Good locators are stable locators

Prefer locators tied to meaning (a button's visible text or its accessibility role) over ones tied to position or fragile auto-generated names. A locator like "the button that says Buy now" survives a redesign. A locator like "the third div inside the fourth section" shatters the moment anyone touches the layout. Stable locators are the single biggest factor in whether your suite is a joy or a nightmare.

Locators are also where most flakiness is born. If the robot looks for an element before it has loaded, the test fails for no real reason. That's why waits matter so much.

Waits: the secret to non-flaky tests

Modern apps load in pieces. You click Log in, and the dashboard appears a fraction of a second later. A naive script that checks instantly will fail; the dashboard isn't there yet. The beginner's fix ("just wait 5 seconds") is the wrong fix: it's slow when the app is fast and still flaky when the app is slow.

The right approach is a smart wait: wait until the welcome message appears, then continue, however long that takes, up to a sensible limit. Good tools do much of this automatically. The mindset to carry: never wait a fixed amount of time when you can wait for a condition.

The Page Object Model: tidy tests that age well

Imagine you've written 50 tests that all log in, and every one of them spells out find the email field, type, find the password field, type, find the login button, click. Now the login page gets redesigned. You have to fix the same thing in 50 places. Misery.

The Page Object Model (POM) solves this. The idea is simple: for each page, write one place that describes how to interact with it ("here's how you log in on this page") and have all your tests call that. When the login page changes, you fix it in exactly one spot and all 50 tests heal at once. It's the difference between 50 copies of a phone number scribbled on sticky notes and one entry in your contacts.

Tests

Describe *what* to check

Page objects

Describe *how* to use each page

The app

The real pages and buttons

That middle layer is the whole trick. Tests say what they want ("log in, then check the dashboard"); page objects know how ("the email field is here, the button is there"). Change the how in one place, and every test that depends on it is fixed for free.

What makes automation maintainable

  • Stable locators tied to meaning, not fragile positions.
  • Smart waits for conditions, never fixed sleeps.
  • One source of truth per page (the Page Object Model) so a change lands in one place.
  • Independent tests that don't depend on each other's leftovers: each sets up its own data and cleans up after itself.
  • Clear names and assertions so a failure tells you what broke, not just that something broke.

The modern twist: self-healing and AI locators

The oldest pain in automation is the brittle locator: a developer renames a button, and a hundred tests go red even though nothing is actually broken for users.
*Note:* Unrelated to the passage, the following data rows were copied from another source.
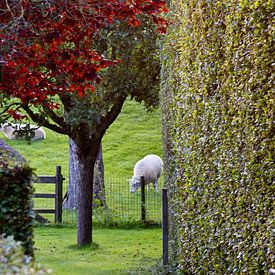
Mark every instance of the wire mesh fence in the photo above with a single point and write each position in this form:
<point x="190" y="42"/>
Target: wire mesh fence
<point x="121" y="205"/>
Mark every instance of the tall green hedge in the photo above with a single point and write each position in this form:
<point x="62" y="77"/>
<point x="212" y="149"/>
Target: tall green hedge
<point x="218" y="107"/>
<point x="16" y="217"/>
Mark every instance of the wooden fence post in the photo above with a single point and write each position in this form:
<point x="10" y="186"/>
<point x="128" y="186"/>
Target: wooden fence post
<point x="143" y="203"/>
<point x="165" y="224"/>
<point x="58" y="195"/>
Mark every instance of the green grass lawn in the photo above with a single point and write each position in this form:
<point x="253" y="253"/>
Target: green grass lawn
<point x="133" y="135"/>
<point x="115" y="251"/>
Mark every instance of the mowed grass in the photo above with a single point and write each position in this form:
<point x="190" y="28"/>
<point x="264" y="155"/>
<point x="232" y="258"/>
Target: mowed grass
<point x="133" y="135"/>
<point x="114" y="251"/>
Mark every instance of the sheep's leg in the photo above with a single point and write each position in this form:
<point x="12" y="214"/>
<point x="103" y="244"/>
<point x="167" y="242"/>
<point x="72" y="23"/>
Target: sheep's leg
<point x="156" y="185"/>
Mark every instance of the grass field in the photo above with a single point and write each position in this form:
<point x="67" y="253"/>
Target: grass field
<point x="133" y="135"/>
<point x="115" y="251"/>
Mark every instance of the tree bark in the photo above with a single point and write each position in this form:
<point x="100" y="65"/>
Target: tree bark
<point x="99" y="186"/>
<point x="85" y="172"/>
<point x="70" y="199"/>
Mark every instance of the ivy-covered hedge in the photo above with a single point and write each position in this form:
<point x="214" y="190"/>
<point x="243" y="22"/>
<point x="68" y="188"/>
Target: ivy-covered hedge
<point x="14" y="261"/>
<point x="218" y="107"/>
<point x="16" y="217"/>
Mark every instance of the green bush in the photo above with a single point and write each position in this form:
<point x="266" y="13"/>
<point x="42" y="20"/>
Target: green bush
<point x="14" y="261"/>
<point x="218" y="104"/>
<point x="16" y="217"/>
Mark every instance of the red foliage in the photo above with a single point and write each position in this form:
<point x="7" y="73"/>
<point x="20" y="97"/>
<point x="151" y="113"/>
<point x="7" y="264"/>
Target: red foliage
<point x="51" y="46"/>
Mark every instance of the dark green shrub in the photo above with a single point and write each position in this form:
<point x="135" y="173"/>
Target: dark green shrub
<point x="14" y="261"/>
<point x="16" y="217"/>
<point x="218" y="103"/>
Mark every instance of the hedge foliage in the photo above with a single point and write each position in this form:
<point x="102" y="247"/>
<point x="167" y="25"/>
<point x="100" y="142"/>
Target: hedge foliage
<point x="14" y="261"/>
<point x="218" y="107"/>
<point x="16" y="217"/>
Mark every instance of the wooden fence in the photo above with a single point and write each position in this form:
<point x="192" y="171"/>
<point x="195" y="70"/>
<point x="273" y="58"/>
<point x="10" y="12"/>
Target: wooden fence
<point x="57" y="179"/>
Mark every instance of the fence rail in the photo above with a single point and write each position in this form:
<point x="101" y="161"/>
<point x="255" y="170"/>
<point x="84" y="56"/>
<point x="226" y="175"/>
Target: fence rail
<point x="57" y="180"/>
<point x="121" y="205"/>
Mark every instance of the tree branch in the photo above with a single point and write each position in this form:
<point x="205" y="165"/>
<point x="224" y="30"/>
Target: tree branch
<point x="42" y="121"/>
<point x="111" y="115"/>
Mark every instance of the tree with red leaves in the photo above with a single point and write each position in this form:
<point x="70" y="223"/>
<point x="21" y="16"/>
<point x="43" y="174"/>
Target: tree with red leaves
<point x="70" y="65"/>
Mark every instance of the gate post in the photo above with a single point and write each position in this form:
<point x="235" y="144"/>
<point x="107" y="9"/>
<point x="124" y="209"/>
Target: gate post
<point x="143" y="203"/>
<point x="58" y="194"/>
<point x="165" y="228"/>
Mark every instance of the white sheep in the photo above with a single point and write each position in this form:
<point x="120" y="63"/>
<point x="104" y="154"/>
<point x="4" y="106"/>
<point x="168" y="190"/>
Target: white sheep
<point x="10" y="131"/>
<point x="150" y="167"/>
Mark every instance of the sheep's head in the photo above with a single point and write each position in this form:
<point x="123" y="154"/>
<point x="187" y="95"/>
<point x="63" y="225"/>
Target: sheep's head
<point x="134" y="185"/>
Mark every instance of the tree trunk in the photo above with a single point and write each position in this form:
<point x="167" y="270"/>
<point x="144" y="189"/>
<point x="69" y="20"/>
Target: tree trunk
<point x="86" y="162"/>
<point x="70" y="199"/>
<point x="99" y="187"/>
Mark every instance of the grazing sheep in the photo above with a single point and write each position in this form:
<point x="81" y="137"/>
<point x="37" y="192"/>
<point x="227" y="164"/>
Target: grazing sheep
<point x="11" y="131"/>
<point x="150" y="167"/>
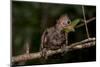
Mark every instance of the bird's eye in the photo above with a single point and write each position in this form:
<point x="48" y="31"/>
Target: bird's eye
<point x="69" y="22"/>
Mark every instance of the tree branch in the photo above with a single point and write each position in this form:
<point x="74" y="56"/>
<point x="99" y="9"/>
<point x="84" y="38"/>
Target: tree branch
<point x="88" y="21"/>
<point x="78" y="45"/>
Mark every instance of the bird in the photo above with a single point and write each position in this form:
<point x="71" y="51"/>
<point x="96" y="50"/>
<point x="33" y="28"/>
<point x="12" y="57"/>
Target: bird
<point x="56" y="37"/>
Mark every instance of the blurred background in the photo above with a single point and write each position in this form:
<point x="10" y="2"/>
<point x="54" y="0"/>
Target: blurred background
<point x="30" y="19"/>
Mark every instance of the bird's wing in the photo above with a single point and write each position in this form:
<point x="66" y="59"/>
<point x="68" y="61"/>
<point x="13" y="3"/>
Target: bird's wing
<point x="43" y="39"/>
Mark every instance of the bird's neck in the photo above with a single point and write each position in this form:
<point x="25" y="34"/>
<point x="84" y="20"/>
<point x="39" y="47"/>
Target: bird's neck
<point x="59" y="27"/>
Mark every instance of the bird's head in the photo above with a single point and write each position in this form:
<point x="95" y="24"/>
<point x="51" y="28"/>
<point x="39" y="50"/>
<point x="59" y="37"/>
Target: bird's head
<point x="64" y="23"/>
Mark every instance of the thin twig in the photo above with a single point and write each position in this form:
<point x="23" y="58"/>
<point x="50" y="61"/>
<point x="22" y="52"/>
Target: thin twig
<point x="88" y="21"/>
<point x="79" y="45"/>
<point x="85" y="21"/>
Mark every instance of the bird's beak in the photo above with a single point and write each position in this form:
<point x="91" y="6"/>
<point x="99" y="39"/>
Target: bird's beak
<point x="73" y="29"/>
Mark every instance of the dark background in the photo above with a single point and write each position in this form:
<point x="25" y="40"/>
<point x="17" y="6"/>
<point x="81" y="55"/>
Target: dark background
<point x="30" y="19"/>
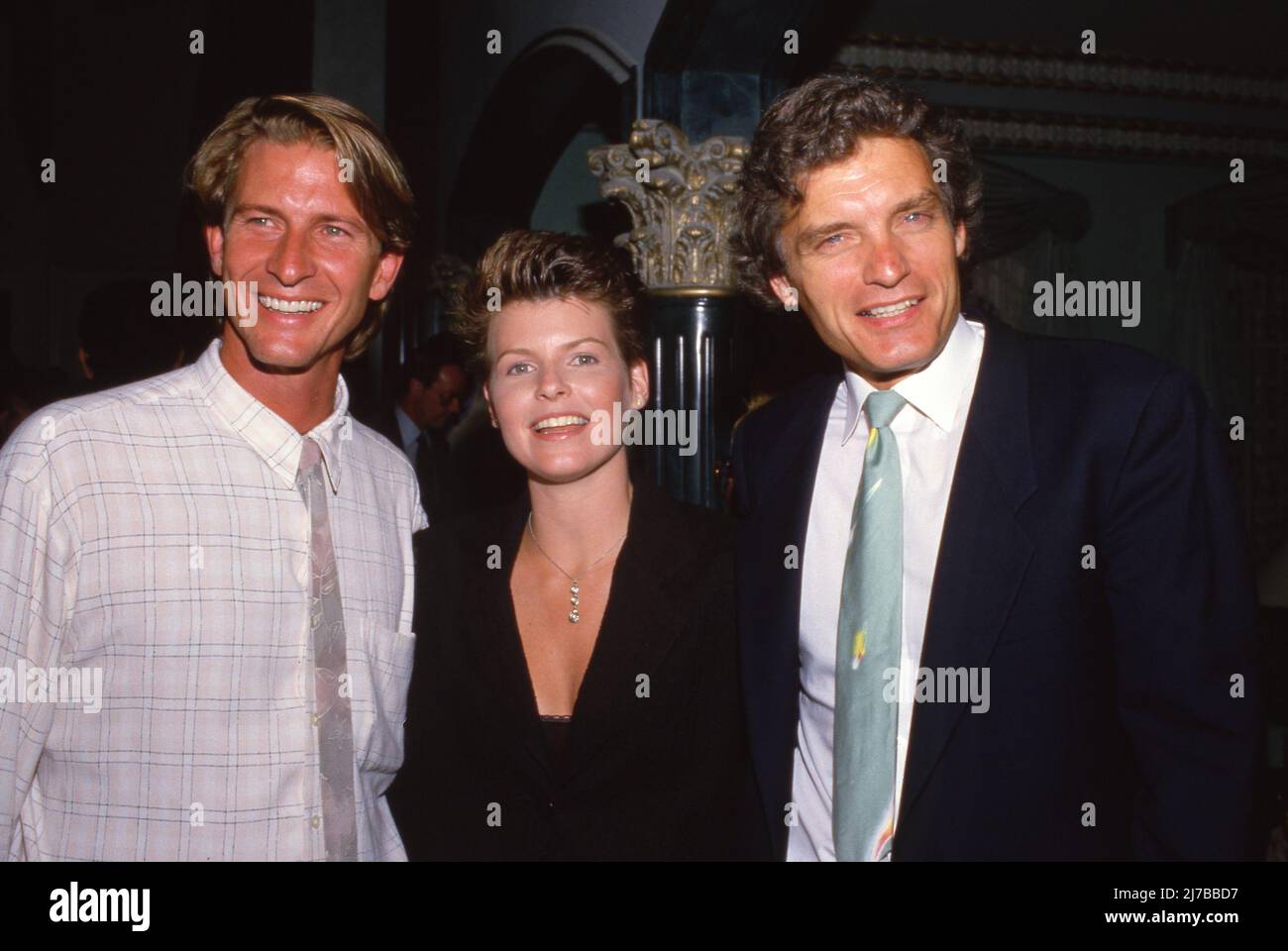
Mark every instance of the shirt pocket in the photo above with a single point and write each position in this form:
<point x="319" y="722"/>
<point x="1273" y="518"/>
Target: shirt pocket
<point x="381" y="676"/>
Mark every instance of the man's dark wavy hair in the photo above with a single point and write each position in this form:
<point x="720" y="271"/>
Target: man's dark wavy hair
<point x="820" y="123"/>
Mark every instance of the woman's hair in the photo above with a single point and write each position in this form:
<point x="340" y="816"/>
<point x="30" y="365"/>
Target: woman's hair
<point x="376" y="179"/>
<point x="820" y="123"/>
<point x="546" y="265"/>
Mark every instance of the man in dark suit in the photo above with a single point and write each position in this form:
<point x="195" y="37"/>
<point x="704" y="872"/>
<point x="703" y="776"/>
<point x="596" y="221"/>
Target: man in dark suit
<point x="430" y="386"/>
<point x="992" y="589"/>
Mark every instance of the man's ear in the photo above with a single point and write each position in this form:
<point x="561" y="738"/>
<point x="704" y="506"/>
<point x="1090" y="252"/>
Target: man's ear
<point x="785" y="291"/>
<point x="386" y="270"/>
<point x="215" y="248"/>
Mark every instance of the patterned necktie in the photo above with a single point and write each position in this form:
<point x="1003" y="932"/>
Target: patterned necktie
<point x="333" y="715"/>
<point x="867" y="647"/>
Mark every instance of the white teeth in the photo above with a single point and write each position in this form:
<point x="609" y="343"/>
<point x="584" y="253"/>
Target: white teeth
<point x="889" y="311"/>
<point x="561" y="422"/>
<point x="290" y="305"/>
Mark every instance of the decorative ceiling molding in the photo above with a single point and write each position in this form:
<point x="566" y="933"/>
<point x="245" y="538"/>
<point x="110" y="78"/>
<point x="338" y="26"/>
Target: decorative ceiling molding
<point x="925" y="58"/>
<point x="1068" y="133"/>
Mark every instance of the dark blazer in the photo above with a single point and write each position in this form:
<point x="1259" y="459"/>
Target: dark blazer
<point x="642" y="778"/>
<point x="1109" y="686"/>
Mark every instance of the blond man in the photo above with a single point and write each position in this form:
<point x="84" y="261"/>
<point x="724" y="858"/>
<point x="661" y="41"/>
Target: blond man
<point x="223" y="551"/>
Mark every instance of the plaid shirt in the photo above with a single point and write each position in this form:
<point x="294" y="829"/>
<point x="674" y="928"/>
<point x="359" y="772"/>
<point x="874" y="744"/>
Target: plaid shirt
<point x="154" y="534"/>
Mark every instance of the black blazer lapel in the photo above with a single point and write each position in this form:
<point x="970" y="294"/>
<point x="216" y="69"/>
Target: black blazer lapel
<point x="487" y="613"/>
<point x="787" y="445"/>
<point x="983" y="552"/>
<point x="644" y="616"/>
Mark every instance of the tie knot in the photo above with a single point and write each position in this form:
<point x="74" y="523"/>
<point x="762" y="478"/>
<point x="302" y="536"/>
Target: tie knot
<point x="883" y="406"/>
<point x="309" y="455"/>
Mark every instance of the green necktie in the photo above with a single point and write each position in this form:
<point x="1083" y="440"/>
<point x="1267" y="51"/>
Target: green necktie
<point x="867" y="646"/>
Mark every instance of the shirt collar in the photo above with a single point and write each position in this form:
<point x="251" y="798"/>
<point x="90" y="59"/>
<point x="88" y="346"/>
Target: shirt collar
<point x="270" y="436"/>
<point x="935" y="390"/>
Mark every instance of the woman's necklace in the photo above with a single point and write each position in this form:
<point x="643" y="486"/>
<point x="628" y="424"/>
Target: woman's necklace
<point x="575" y="615"/>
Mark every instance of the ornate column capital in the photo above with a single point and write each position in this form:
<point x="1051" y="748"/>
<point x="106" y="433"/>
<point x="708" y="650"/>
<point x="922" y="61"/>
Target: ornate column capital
<point x="681" y="198"/>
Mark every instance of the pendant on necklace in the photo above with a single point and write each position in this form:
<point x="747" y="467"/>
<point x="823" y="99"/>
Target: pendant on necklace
<point x="574" y="616"/>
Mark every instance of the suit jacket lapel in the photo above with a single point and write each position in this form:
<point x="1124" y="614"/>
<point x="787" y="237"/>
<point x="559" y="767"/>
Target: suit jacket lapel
<point x="984" y="551"/>
<point x="644" y="616"/>
<point x="771" y="595"/>
<point x="494" y="634"/>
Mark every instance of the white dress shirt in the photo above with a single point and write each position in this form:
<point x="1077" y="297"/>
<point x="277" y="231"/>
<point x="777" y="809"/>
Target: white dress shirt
<point x="928" y="433"/>
<point x="155" y="532"/>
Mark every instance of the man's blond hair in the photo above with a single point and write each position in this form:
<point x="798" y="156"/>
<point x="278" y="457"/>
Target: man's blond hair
<point x="376" y="179"/>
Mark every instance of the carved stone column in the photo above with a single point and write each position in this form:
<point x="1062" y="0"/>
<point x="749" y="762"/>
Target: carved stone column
<point x="682" y="201"/>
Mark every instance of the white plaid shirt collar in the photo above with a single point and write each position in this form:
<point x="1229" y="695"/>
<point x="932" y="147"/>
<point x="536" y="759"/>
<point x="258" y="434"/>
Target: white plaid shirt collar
<point x="270" y="436"/>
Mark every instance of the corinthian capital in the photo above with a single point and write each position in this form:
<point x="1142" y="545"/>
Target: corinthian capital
<point x="681" y="198"/>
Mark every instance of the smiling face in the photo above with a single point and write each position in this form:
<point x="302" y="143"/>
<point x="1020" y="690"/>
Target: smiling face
<point x="872" y="258"/>
<point x="291" y="226"/>
<point x="554" y="364"/>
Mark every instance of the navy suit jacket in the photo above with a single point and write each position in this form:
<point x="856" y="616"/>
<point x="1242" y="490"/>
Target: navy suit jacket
<point x="1112" y="729"/>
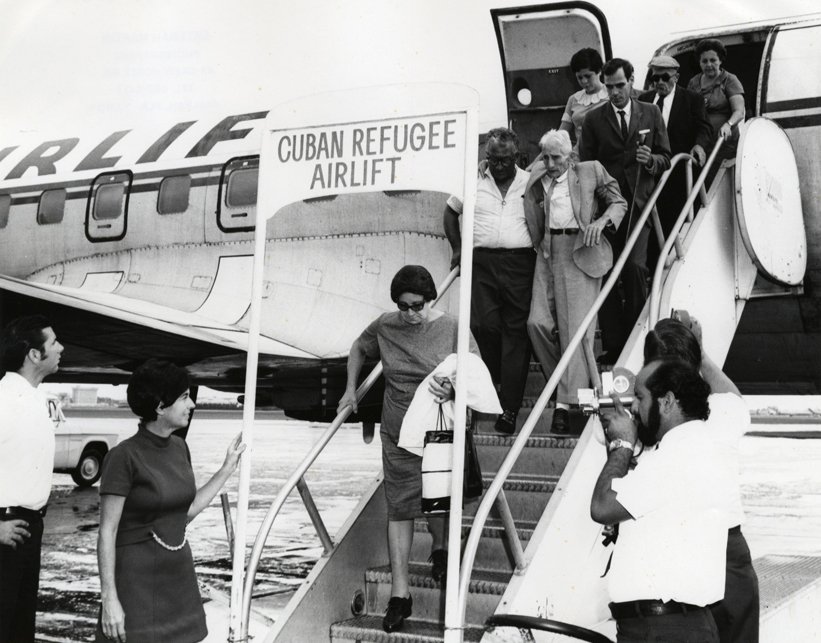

Self-healing locators are a newer answer. Instead of pinning to a single fragile attribute, the tool remembers several signals about an element (its text, its role, its neighbours, its position) and when one signal changes, it falls back on the others to find the same element again, then quietly updates itself. Modern AI-assisted tools take this further, recognising elements much the way a person would.

This doesn't make maintenance disappear, but it dramatically lowers the everyday breakage that used to make UI automation so exhausting. It's one of the biggest reasons automated end-to-end testing is far more practical in 2026 than it was a decade ago.

Key takeaways
  • Every UI automation tool does the same four things: locate, act, assert, and wait.
  • Stable locators tied to meaning (text, role) are the single biggest factor in a maintainable suite.
  • Never wait a fixed number of seconds when you can wait for a condition: that's how you kill flakiness.
  • The Page Object Model puts each page's how-to in one place, so a redesign means one fix instead of fifty.
  • Self-healing and AI locators reduce the everyday breakage that made UI automation painful, making end-to-end testing far more practical today.